A warning has been issued following reports of potential artefacts being removed from a Spanish Armada shipwreck off the coast of Northern Ireland.
An increase in the number of people diving to visit wrecks was noted last month during a period of warm weather, the Norths Department for Communities said.
It has launched an investigation into reports that items have been removed from the wreck of La Girona off the coast of Co Antrim.
A patrol vessel was to undertake inspections of both La Girona and the wreck of the HMS Drake off the coast of Rathlin Island.
La Girona, a warship of the Spanish Armada, sank close to Portballintrae in 1588, and HMS Drake, a First World War cruiser was torpedoed by a German U-Boat in 1917 and sank in Rathlin Bay.
In a statement the department said the recent combination of sun and calm seas saw an increase in people diving towards historic wrecks.

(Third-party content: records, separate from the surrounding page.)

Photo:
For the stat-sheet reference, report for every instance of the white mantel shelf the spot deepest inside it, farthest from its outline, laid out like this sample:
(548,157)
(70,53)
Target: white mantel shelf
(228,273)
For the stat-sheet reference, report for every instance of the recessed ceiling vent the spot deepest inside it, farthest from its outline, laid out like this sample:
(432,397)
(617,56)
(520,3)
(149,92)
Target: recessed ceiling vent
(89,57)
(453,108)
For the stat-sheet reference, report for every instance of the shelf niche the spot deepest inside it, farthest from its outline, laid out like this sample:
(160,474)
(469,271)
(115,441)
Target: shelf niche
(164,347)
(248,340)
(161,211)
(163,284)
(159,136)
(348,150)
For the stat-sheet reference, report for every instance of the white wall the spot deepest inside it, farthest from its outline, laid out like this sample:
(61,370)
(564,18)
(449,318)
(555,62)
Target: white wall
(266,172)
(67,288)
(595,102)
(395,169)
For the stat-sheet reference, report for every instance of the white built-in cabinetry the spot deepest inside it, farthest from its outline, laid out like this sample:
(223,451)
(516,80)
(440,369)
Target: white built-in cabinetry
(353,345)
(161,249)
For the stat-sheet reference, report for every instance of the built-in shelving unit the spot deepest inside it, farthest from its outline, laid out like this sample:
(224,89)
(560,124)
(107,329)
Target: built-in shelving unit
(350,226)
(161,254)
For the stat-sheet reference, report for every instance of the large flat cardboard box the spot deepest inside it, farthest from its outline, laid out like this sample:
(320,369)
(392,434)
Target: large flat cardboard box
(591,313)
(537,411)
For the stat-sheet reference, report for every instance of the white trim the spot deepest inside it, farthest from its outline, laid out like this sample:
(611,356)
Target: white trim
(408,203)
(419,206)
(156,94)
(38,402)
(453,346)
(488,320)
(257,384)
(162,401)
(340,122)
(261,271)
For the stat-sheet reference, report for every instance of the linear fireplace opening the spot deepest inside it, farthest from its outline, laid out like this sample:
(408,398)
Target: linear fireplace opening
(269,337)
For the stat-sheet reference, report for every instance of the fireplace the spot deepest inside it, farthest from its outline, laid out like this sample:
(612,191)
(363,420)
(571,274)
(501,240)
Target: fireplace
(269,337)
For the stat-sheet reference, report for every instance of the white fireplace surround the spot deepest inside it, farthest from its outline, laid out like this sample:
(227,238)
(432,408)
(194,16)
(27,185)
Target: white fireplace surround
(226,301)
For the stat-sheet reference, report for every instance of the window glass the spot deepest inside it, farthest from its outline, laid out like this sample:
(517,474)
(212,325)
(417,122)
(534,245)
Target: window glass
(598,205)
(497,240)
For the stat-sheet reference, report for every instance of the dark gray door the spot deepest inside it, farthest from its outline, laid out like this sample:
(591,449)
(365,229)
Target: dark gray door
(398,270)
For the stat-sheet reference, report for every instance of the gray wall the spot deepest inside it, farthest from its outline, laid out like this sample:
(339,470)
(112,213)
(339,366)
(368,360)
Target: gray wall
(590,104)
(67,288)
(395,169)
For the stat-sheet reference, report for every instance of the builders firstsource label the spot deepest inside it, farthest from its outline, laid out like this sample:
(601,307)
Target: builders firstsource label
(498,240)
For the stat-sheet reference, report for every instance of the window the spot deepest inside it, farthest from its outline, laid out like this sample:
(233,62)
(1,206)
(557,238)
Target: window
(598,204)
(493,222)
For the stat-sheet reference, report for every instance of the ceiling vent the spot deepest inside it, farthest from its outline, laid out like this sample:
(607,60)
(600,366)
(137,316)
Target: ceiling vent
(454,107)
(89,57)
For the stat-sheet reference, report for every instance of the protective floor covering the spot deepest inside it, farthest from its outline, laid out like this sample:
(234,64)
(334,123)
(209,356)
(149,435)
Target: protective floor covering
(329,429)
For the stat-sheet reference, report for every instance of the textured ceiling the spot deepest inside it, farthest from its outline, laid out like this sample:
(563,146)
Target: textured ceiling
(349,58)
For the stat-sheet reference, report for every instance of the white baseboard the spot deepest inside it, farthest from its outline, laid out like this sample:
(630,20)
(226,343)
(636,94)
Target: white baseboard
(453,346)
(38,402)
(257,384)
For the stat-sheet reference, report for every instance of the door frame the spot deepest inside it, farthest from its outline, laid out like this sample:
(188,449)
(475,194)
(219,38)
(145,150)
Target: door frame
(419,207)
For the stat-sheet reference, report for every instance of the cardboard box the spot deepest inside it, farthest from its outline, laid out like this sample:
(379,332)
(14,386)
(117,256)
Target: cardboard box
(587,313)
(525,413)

There are 340 known ship and plane wrecks off the coast of the North.
Two of this number, La Girona and HMS Drake, have special protection.

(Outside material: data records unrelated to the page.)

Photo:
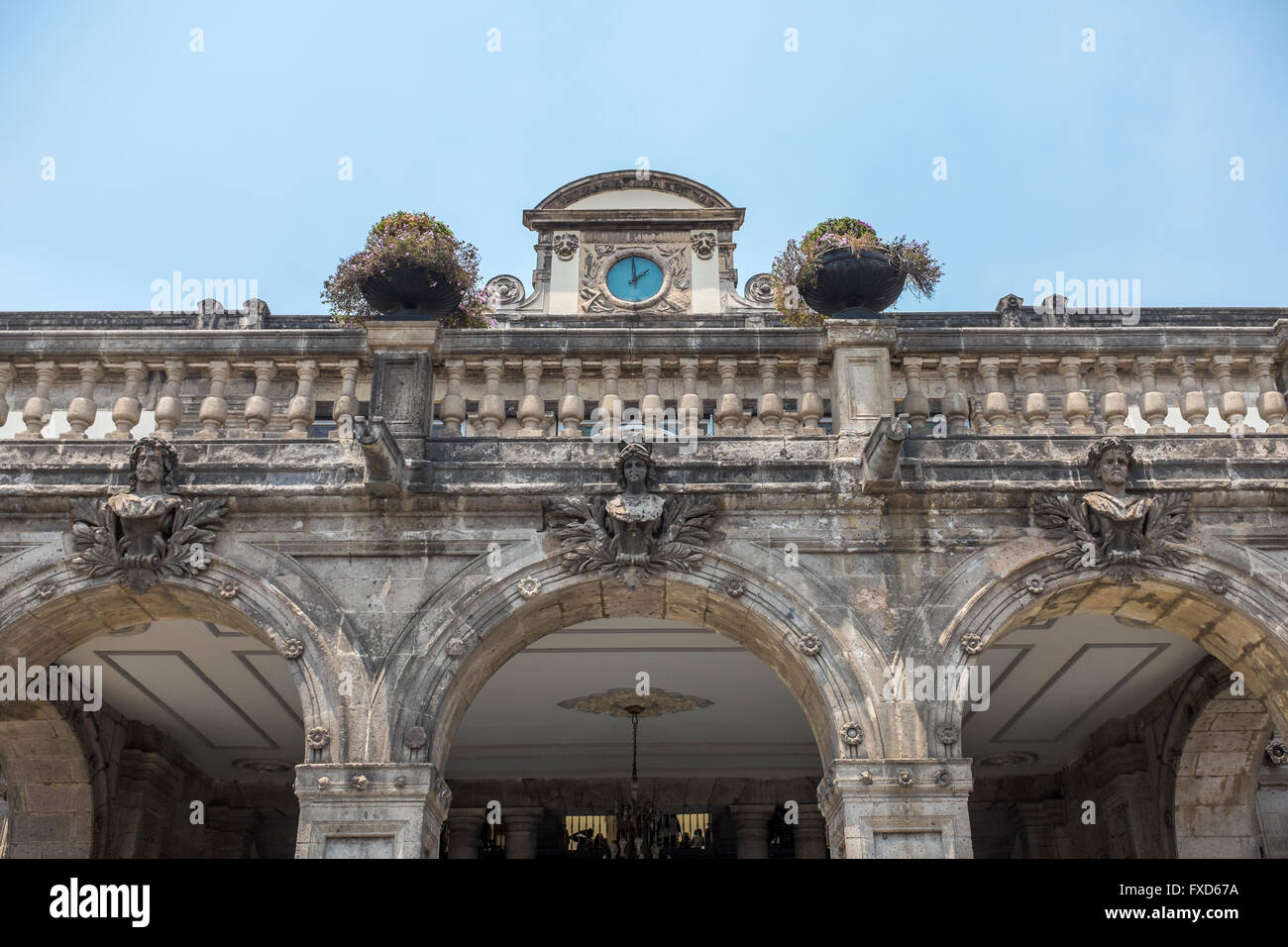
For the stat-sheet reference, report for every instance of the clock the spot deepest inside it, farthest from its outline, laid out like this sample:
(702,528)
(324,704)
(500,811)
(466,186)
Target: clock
(635,278)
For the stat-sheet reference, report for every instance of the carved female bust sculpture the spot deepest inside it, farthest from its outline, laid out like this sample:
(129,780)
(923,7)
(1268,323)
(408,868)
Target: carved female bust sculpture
(1119,521)
(635,510)
(147,509)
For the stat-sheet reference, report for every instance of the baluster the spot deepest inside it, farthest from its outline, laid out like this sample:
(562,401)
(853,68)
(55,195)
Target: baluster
(1153,402)
(915,405)
(729,412)
(956,403)
(610,405)
(771,407)
(691,405)
(1113,402)
(128,410)
(1232,403)
(1035,408)
(1194,401)
(652,407)
(347,405)
(168,411)
(259,408)
(811,405)
(532,410)
(38,410)
(214,408)
(997,406)
(572,407)
(1270,403)
(1077,408)
(7,373)
(492,405)
(451,408)
(301,410)
(81,411)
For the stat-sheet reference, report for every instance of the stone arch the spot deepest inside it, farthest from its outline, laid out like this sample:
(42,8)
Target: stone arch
(1229,599)
(473,628)
(1215,789)
(263,594)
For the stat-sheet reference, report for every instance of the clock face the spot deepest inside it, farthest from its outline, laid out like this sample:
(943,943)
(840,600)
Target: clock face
(635,278)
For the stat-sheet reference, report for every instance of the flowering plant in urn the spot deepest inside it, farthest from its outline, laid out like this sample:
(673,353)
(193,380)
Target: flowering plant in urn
(842,269)
(412,266)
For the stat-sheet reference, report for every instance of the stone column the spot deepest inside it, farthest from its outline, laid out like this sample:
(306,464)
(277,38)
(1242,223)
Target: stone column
(861,377)
(809,835)
(402,381)
(370,810)
(751,823)
(467,826)
(898,808)
(520,830)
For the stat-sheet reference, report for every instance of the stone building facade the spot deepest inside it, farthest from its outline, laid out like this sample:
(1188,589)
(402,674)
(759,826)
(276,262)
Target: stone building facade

Access to the site of La Girona is restricted under the Protection of Wrecks Act (1973) and any person diving in the restricted area without a licence may be prosecuted.
While diving to visit the HMS Drake wreck does not require any permission, the removal of any artefacts may constitute an offence under the Historic Monuments and Archaeological Objects (Northern Ireland) Order 1995.
“Over the July holiday period the department received a report of diving activity within the restricted area around La Girona and the removal of potential artefacts from the site,” the Department for Communities said in a statement.
“The Department for Communities and Department of Agriculture, Environment and Rural Affairs work in partnership to manage and protect the marine historic environment.
“In response to this report, a DAERA patrol vessel will be undertaking regular inspections of both La Girona and HMS Drake over the summer months.”
A number of artefacts, including silver coins, jewellery and armaments from La Girona, are on permanent display at the Ulster Museum in Belfast.